Tocar me conecta com meu 1o tambor
Nesta sexta, levei minhas narrações para circular. Duas novas e uma xodozinha retrô que me acompanha desde o Sesc Registro: Os Gêmeos que Fizeram a Morte Dançar, Mãe d’Água e a lenda indigena de surgimento da chuva. O processo criativo traz tanta ideia nova para incrementar os ensaios e ao mesmo tempo, um misto de ansiedade e expectativa para compartilhar, que cruzei a cidade num tempo igual ao trabalhado na escola em que meu amigo coordena e me chamou para homenagear os professores.

É irônico escrever disso num dia em que sinto “uma bateria ruim fazendo esquenta lá nos bastidores da minha cabeça”. Tenho mudado a forma com que lido com a batucada que já me acompanha há uns aninhos, desde as aulas de djembei até os ensaios em bloco feminino de percussão para o Carnaval — isso tudo antes da quarentena. Além das histórias, levei a caixa do divino nesta travessia por São Paulo. Já tinha percebido que tem beleza nessa batucada freestyle, levando a Alvoradinha (que acabou de ser batizada) pras rodas de cantigas populares com minha turmas. Mas nos últimos tempos o olhar de um professor me tocou e o aquecimento que dei aos professores também. Propunha cantigas e percussão corporal light para os homenageados, a fim de convocarmos nosso primeiro tambor, o coração. No fim das contas quem mas precisa entrar em contato com o tambor original de fábrica sou eu mesma.

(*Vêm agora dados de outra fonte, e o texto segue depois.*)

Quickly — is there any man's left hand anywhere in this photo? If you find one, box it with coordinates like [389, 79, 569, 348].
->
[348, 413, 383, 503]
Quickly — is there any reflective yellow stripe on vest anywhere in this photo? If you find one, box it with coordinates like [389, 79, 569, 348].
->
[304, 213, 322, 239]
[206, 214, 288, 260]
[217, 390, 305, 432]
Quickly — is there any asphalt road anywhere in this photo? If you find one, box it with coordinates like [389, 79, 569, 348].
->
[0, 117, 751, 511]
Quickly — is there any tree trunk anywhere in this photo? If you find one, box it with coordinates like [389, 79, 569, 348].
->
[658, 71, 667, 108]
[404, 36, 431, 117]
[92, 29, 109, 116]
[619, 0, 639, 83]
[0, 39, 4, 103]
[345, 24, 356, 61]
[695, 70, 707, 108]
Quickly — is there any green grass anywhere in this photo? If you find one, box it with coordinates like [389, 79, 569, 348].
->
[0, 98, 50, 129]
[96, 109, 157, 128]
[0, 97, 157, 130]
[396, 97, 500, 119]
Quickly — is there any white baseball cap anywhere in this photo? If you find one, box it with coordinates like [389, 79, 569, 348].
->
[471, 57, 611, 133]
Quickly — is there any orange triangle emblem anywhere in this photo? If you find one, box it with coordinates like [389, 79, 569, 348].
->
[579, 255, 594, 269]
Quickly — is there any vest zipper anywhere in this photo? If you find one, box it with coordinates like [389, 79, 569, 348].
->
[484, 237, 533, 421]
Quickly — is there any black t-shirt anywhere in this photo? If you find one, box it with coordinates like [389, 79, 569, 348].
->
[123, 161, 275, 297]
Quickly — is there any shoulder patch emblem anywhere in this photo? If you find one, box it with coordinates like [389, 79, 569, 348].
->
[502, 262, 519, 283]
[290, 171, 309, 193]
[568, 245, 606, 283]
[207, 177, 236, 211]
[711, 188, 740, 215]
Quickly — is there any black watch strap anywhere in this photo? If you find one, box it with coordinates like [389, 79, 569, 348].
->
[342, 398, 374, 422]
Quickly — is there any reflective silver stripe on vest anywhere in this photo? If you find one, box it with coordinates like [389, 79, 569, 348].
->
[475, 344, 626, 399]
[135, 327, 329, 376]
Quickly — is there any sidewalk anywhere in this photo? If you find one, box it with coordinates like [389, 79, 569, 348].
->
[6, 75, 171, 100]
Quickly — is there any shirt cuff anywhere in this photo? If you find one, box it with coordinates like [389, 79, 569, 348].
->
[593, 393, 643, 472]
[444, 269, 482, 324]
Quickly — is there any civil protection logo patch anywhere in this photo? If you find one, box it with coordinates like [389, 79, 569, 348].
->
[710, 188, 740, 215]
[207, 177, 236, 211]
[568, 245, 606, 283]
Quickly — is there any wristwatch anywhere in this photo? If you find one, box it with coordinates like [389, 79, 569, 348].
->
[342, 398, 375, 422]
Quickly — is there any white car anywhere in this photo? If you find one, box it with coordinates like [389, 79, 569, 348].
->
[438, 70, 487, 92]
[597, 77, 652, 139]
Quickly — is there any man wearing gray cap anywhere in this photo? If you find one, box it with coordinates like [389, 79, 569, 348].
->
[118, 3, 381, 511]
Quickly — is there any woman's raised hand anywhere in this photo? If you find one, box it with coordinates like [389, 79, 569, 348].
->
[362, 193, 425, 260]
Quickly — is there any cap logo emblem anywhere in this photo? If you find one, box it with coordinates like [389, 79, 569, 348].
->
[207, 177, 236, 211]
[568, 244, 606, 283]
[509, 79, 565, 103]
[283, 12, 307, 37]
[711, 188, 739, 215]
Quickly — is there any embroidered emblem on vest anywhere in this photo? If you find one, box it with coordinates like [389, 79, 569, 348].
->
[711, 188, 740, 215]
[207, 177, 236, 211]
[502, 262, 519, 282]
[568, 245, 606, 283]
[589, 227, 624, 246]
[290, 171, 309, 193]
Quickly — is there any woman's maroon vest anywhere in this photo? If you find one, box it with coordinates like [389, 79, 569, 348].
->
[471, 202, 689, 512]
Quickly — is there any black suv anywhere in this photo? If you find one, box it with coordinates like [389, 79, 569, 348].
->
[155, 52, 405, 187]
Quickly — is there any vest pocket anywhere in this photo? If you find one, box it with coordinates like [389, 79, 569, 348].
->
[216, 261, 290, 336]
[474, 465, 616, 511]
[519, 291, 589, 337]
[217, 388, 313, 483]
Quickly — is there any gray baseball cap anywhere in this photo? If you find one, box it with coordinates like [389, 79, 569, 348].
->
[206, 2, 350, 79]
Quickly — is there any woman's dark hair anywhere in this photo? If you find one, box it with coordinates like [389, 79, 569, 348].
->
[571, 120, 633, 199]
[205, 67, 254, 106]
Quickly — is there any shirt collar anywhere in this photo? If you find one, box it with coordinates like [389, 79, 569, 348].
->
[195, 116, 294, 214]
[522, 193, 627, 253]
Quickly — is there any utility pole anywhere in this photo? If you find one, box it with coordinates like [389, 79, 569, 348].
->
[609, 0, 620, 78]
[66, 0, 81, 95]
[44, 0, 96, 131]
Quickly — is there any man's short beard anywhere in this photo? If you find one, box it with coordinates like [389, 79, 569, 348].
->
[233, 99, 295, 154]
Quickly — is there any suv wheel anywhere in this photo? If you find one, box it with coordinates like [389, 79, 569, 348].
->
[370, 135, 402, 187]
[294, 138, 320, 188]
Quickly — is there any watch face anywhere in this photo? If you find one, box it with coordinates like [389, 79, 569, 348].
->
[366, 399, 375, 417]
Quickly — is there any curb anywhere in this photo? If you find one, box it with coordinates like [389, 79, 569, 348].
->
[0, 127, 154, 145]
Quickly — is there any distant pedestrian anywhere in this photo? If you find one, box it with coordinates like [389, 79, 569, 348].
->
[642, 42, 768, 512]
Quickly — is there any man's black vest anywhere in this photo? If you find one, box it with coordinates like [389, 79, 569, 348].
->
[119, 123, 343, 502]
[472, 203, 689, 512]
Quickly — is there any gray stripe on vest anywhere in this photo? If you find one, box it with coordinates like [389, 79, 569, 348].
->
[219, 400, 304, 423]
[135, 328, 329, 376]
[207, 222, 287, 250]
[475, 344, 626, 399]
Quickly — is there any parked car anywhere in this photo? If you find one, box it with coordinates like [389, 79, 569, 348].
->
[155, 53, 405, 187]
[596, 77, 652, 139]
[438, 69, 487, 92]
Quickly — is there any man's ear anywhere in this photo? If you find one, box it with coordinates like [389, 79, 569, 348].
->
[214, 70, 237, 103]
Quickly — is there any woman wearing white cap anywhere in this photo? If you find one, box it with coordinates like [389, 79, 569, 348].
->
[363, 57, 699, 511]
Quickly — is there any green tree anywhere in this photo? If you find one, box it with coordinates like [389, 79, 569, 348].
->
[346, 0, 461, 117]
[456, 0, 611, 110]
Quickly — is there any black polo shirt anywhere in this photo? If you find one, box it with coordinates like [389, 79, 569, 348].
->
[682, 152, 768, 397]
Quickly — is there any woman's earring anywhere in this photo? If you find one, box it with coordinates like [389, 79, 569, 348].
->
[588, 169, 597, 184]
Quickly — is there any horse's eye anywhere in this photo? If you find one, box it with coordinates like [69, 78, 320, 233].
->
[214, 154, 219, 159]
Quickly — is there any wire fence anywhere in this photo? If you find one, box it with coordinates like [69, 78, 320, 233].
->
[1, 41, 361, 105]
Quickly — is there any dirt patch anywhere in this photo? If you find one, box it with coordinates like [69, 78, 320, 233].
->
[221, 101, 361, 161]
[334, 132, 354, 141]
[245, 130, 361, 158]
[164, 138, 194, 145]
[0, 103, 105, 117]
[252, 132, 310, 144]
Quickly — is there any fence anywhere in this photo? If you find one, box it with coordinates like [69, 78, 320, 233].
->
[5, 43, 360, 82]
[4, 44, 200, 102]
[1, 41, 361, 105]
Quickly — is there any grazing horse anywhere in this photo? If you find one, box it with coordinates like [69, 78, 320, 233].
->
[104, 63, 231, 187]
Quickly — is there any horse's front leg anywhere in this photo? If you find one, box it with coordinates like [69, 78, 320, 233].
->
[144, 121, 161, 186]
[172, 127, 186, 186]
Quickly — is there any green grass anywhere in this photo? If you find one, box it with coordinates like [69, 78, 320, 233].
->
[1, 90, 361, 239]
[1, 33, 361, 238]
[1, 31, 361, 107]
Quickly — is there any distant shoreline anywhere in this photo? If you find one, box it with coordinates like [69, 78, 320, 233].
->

Já toco e canto informalmente há algum tempo. Mas dizia tanto aos estudantes que não precisamos ser artistas para se expressar pela arte, só que eu mesma batucava e cantarolava no miudinho, praticamente na coxia. Comecei faz pouco a compartilhar nas redes experimentações numa das paixões mais dificeis em que persisto: tocar e cantar. Tenho mais retorno do que nas minhas linguagens mais familiares. Lembro das professoras de canto que preferiam uma desafinada emocionada a alguém dominando a técnica, mas sem paixão. Na homenagem desta sexta, brincava com os professores “canta comigo, não me deixem emocionar sozinha”. E se tem alguém que perde a voz com o atravessamento do que sinto sou eu.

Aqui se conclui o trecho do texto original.